Las primeros rasgos que lo asaltan a uno cuando visita un país extranjero son sensoriales: olores, colores, gustos, climas, que después se traducen en sentimientos, en recuerdos, en el pasaje de lo externo al interior. Lo material se vuelve invisible, se aprehende sin tocarlo y regresa hacia afuera. También, por supuesto, los precios en tiendas y supermercados. Los templos del consumo poseen más escaleras mecánicas que los aeropuertos. Pisos y pisos de productos. Las cajas registradoras cantan el mantra del mercado y casi todo el mundo pone cara de disfrutar el trance en medio de la tortura de los otros. Cuando uno mira el tique, la sonrisa regresa. Un amigo me dijo, mitad en broma, mitad en serio, que la mejor forma de ahorrar es irse de viaje (e invariablemente, el chascarrillo funciona). 

Las grandes tiendas de Madrid abren obscenamente sus piernas al consumo desmedido de propios y extraños. El idioma universal allí dentro no es el de Cervantes ni el de Góngora (que vivieron a tan pocas cuadras del Primark de Gran Vía), sino el de las tarjetas que sacan chispas en los datófonos, neologismo con el que en España se denomina al neologismo que usan acá: POS. 

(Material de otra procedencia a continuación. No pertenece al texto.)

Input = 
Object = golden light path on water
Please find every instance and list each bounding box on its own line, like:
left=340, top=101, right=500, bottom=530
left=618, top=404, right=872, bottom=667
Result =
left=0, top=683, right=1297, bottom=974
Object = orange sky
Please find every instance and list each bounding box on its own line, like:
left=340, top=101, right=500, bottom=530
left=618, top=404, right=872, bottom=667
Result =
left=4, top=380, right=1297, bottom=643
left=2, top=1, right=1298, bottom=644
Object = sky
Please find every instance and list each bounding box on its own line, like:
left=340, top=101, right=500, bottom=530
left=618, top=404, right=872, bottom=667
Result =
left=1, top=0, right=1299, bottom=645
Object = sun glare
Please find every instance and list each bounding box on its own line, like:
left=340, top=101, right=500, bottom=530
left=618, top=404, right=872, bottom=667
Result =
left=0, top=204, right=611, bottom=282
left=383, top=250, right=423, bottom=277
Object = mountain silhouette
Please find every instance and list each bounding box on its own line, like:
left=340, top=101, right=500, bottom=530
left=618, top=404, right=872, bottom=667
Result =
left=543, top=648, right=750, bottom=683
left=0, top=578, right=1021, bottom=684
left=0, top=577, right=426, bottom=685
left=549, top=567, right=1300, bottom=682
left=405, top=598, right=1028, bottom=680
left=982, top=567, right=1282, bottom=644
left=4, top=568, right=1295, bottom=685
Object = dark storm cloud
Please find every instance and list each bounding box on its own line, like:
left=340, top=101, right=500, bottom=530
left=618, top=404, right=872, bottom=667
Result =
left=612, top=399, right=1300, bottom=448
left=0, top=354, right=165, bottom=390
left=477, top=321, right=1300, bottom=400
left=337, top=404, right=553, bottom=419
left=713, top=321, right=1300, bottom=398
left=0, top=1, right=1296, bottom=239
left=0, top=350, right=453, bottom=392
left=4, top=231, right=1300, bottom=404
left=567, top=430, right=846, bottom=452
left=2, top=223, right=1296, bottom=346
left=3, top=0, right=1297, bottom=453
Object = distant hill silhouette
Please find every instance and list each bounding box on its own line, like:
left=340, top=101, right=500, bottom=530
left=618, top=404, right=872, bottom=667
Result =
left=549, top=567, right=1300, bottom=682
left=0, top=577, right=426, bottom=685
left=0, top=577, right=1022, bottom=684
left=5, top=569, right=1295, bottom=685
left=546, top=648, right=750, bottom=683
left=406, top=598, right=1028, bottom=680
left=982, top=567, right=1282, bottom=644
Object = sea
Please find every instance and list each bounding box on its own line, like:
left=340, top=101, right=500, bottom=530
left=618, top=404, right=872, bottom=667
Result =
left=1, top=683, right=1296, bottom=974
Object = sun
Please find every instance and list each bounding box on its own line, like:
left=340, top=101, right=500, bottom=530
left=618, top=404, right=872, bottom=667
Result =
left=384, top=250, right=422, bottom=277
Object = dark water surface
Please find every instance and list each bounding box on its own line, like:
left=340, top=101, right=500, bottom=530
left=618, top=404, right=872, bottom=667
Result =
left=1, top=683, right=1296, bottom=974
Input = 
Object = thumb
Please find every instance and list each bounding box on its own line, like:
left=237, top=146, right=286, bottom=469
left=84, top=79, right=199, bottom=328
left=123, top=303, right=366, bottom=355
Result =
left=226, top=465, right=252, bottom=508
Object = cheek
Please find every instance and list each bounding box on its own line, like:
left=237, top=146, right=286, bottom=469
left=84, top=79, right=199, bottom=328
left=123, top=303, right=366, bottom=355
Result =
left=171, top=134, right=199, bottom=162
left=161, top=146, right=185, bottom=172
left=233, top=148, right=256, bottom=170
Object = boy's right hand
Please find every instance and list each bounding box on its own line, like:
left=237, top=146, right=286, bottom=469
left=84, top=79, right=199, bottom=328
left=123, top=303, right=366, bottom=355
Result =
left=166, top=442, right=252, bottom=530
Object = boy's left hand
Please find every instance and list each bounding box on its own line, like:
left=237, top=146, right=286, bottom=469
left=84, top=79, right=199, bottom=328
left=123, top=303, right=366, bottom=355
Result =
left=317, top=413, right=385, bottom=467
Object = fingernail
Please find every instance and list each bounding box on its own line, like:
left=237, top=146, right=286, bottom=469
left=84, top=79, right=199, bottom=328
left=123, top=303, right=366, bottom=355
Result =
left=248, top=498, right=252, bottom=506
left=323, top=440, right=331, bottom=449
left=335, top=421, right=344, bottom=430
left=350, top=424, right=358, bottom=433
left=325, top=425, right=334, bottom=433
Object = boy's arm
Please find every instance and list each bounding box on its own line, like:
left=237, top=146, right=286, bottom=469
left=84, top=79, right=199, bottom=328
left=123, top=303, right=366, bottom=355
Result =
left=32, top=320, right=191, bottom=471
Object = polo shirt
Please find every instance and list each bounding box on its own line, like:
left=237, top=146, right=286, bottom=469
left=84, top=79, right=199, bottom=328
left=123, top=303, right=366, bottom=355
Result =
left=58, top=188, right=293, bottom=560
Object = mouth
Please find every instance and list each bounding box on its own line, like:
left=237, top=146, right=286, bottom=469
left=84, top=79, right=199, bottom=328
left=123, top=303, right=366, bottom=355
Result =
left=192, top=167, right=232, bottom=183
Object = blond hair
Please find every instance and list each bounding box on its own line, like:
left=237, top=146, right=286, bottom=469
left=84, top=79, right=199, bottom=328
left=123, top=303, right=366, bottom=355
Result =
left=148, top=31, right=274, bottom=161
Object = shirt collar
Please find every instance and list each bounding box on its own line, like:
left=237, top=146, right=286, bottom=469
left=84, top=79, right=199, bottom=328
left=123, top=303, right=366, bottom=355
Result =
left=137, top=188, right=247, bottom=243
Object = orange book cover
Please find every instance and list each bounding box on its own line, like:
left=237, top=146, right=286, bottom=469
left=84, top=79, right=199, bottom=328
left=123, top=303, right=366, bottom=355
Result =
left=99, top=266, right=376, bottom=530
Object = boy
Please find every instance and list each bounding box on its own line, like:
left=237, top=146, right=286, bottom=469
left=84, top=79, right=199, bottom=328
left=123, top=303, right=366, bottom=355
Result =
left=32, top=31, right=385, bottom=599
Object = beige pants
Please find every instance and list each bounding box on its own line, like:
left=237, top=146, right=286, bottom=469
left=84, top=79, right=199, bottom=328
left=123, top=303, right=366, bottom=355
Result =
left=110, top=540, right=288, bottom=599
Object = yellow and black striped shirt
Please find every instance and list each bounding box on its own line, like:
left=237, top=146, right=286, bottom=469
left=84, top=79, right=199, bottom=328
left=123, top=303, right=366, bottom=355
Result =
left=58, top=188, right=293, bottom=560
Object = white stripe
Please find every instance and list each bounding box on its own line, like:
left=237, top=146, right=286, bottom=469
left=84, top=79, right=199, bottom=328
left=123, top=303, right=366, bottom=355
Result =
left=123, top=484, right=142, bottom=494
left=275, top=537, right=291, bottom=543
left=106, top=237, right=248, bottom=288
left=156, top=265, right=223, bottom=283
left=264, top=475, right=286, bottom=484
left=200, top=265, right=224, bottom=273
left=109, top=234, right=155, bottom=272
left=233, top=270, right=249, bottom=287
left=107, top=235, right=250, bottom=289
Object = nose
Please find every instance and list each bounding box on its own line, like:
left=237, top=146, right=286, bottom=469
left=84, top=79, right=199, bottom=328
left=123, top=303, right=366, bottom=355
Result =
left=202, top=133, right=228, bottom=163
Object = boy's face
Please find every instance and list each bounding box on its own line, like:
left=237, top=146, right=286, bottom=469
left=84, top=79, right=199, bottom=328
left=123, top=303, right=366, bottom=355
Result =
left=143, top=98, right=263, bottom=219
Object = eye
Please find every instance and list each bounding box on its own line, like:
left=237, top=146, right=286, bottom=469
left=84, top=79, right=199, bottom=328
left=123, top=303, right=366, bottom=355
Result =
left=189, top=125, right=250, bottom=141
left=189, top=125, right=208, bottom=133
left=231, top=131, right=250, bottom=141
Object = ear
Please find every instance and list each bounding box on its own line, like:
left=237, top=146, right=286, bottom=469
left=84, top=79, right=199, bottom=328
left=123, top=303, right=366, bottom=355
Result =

Hay que huir, necesariamente. Por suerte, las amplias redes de autopistas y carreteras regionales de España permiten poner el auto a 170 kilómetros casi en cualquier sitio. A la manera budista, siempre creí que el paisaje limpia: contemplar por horas campos y montañas, cerros, cultivos, animales u ocasionales humanos en la inmensidad del espacio significa una forma de purificación interior, una vía de eliminar posibles contaminaciones de la vida comunitaria. 

Qué mejor idea que visitar un monasterio benedictino de clausura, ubicado en lo profundo de la provincia de Burgos: el famoso Santo Domingo de Silos, un sitio reconocido del orbe románico, célebre por sus retiros meditativos y el coro de canto gregoriano. Todo turista no puede evitar que el snobismo se apodere un instante de su derrotero. ¿Cuánto se puede admirar del aura espectral de un monasterio que, fundado a mediados del siglo X, ridiculiza el sentido del tiempo? 

Al salir de la autopista del Norte (que llega hasta el País Vasco) y penetrar en la angosta carretera provincial que conduce hasta el monasterio ya se captan las diferencias: el sonido de las cubiertas en el asfalto gastado, el viento que mueve el trigo todavía verde en los campos y, ya poco más allá, el silencio eterno de la campiña. Hace calor y el sol de la primera tarde golpea el paisaje y encandila la mirada. Mi mujer duerme; mi hijo duerme. Su sueño me trae tranquilidad, pero de pronto, casi como un anuncio bíblico, con el auto piso una víbora en medio de la ruta. Queda retorciéndose en estertores en el espejo retrovisor. El ambiente es hermoso pero está cargado de tensión. A lo lejos, en las montañas, vuelan águilas. 

El monasterio está recostado en un pequeño pueblo, Silos. Para mi desazón, está cerrado, porque el reloj marca las dos y media de la tarde, y toda España duerme la siesta. Tonto de mí, ¿cómo no lo preví? Había leído sobre el monasterio y su trascendencia. Real de Azúa había peregrinado hasta allí. El poeta Gerardo Diego le había escrito al gigantesco ciprés del claustro, del que desde afuera solo veía su punta verde oscura. El sol refulgía en las piedras naranjas que recubren el monasterio. A unos metros, por el pequeño cauce del río Arlanza había galopado el Cid Campeador en lucha contra los moros. 

La estatua de San Benito, al rayo del sol, me contemplaba en silencio, con una mueca irónica. Había manejado kilómetros en busca del misticismo de Silos, y me quedaba en la puerta, sin entrar. Apenas pude acceder al hall y ver los rigurosos horarios de los monjes, que guardan silencio por meses, cantan, rezan, ayunan, piden perdón, sufren y gozan el misterio de la existencia. 

Un zumbido llamó mi atención: unos pequeños pájaros negros volaban sobre un hueco de una alta pared, y comían abejas excitadas que morían en sus propias circunferencias, cerca de una colmena. Volvimos a Madrid y los cantos gregorianos de Silos debí escucharlos en YouTube. Incluso en la distancia y en la impersonalidad de la pantalla de vidrio iluminado, las voces rebotadas en los silencios de la piedra logran erizar la piel posmoderna.